July 3, 2012

Receptor’s role in nutrition brain circuitry

New findings point to brain circuitry that communicates about the body’s nutritional status and regulates how nutrients are mobilized.

(iStock)

Defects in the melanocortin-4 receptor cause a genetic obesity syndrome in humans and have implicated melanocortin brain circuitry in regulating long-term energy balance. The role of the melanocortin-3 receptor (MC3-R) in modulating energy balance is less clear. Deletion of the MC3-R gene in mice causes mild obesity, without hyperphagia (abnormally increased appetite) or hypometabolism.

Roger Cone, Joe C. Davis Chair in Biomedical Science, and colleagues have now characterized the mechanistic changes underlying this mild obesity syndrome. They report in the June 5 Proceedings of the National Academy of Sciences that mice missing MC3-R have defective responses to fasting, such as blunted mobilization of fatty acids from adipose tissue and reduced activation of the central hypothalamic-pituitary-adrenal signaling axis.

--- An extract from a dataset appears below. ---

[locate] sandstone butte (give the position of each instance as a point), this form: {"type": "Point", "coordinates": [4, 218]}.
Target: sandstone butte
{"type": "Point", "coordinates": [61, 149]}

These defects alter nutrient distribution and increase fat tissue. The researchers also showed that MC3-R deletion resulted in a Cushing-like syndrome with elevated levels of corticosteroids.

The findings suggest a specific role for MC3-R-containing brain circuits in communicating nutritional status and in regulating nutrient distribution in response to fasting.

This research was supported by a grant from the National Institute of Diabetes and Digestive and Kidney Diseases (DK078850) of the National Institutes of Health and by the VA Medical Research Service.